On 14 February 2012 Assemblyman Paul Fong introduced AB 1687 at the request of California Professional Firefighters. The purpose of the bill is to improve how Utilization Review (UR) is applied in California's workers comp system. Currently the UR process may be used by insurance companies to delay and deny care to injured workers. Doctors retained by the insurance companies and their affiliated UR companies are not required to have California licenses. If these doctors make mistakes, wrongfully deny care, and cause harm to injured workers, they do not answer to the Medical Board of California as would treating doctors, known as PTPs or Primary Treating Physicians, who are licensed in the states in which they practice.

Non-California licensed doctors do not answer to their own state boards because out-of-state medical boards do not have jurisdiction in California. Insurance companies derive financial benefits from this method because they don't pay for care that has been disallowed by the unlicensed doctors even if the care was actually prescribed by licensed doctors. This form of retroactive denial of care has previously been discussed in these pages.

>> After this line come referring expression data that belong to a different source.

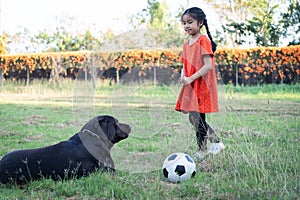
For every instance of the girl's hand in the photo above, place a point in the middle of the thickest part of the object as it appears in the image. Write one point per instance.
(186, 80)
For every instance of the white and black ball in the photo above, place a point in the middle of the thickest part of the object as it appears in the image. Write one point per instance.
(178, 167)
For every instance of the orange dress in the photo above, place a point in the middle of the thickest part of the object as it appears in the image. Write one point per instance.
(201, 95)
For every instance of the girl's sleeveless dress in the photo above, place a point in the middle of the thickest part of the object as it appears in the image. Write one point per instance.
(201, 95)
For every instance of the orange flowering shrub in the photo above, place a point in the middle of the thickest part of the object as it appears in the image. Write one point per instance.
(239, 66)
(259, 65)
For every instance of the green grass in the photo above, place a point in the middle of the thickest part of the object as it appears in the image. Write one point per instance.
(259, 126)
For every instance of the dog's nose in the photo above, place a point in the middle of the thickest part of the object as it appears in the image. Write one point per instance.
(125, 127)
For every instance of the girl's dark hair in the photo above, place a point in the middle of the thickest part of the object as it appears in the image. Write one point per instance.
(199, 15)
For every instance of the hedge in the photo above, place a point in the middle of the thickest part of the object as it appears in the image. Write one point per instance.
(250, 66)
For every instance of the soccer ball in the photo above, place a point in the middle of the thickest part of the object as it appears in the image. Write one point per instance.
(178, 167)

Efforts to pass legislation to correct this situation by requiring UR doctors to be licensed in California have been successfully opposed by insurance companies who easily convinced Gov. Schwarzenegger to deny access to care to injured workers but who also persuaded Gov. Brown to veto AB 584 in 2011 (AB 584, also by Paul Fong, would have required UR doctors who do California cases to be licensed in California).

Fong's current bill, AB 1687, says that
"communications or responses regarding decisions to modify, delay, or deny medical treatment services requested by physicians also shall include a clear and concise explanation of the available options for objecting to the modification, delay, or denial of those medical services."
It does not say that the UR doctors who make these decisions should be licensed in California. This omission is the Achilles' heel of AB 1687.

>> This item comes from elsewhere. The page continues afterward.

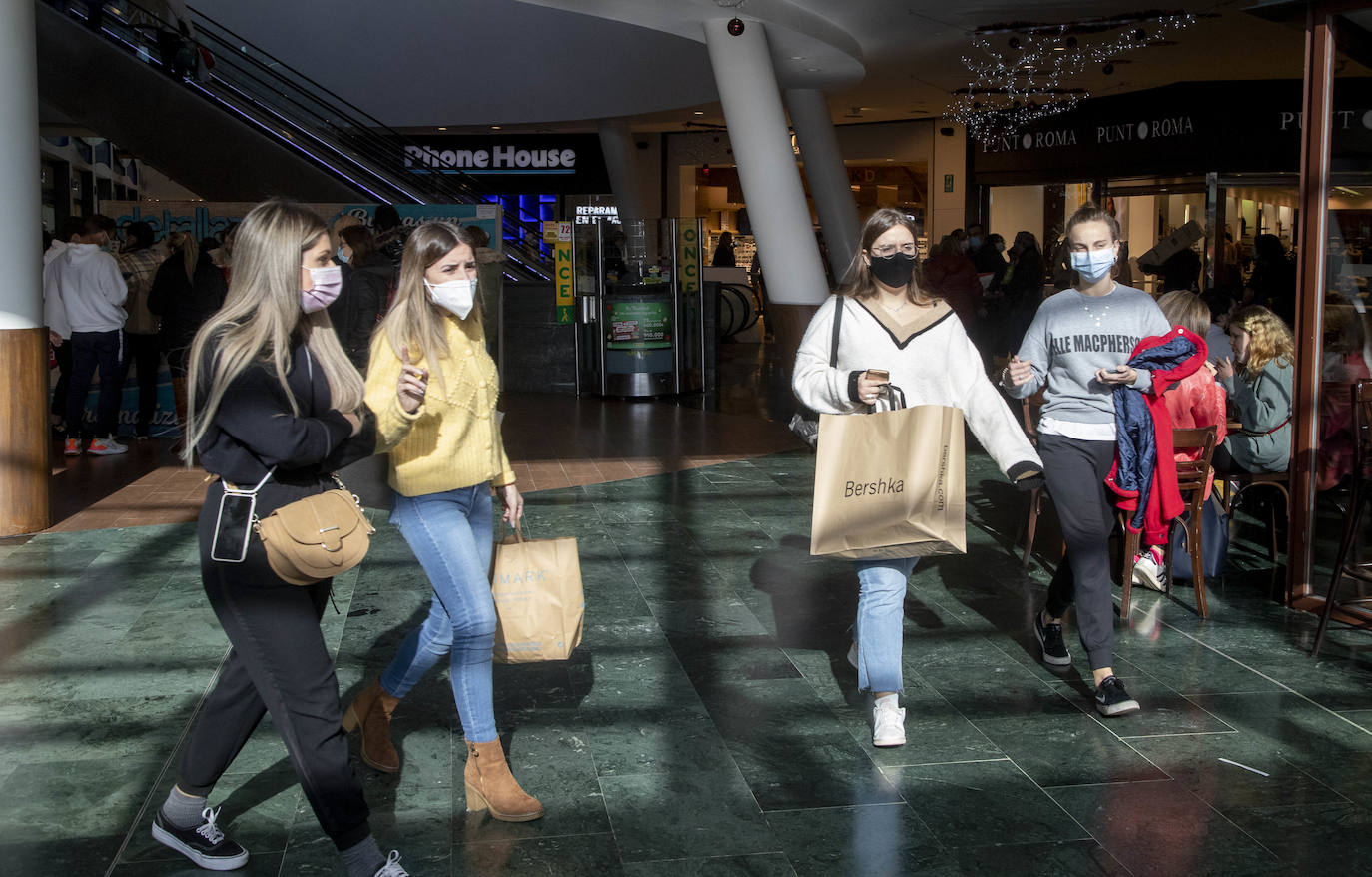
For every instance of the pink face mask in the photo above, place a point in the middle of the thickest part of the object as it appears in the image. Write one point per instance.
(327, 283)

Without this provision the UR doctor and the medical director employed by the UR company, in turn retained by the insurance company, may assert that whatever reason is presented for delay or denial of care is "clear and concise." The change in language requested by the California Professional Firefighter is a step in the right direction and deserves support even though it isn't strong enough to challenge wrongful and harmful decisions by non-California licensed doctors who can simply state that their reasons for delaying or denying care are "clear and concise."

Rather than get involved in debates about whether or not language was "clear and concise," beleagured doctors who prefer to practice medicine will leave the system. The large clinics that see patients at breakneck speed will inherit the patients. Injured workers will once again inherit the wind.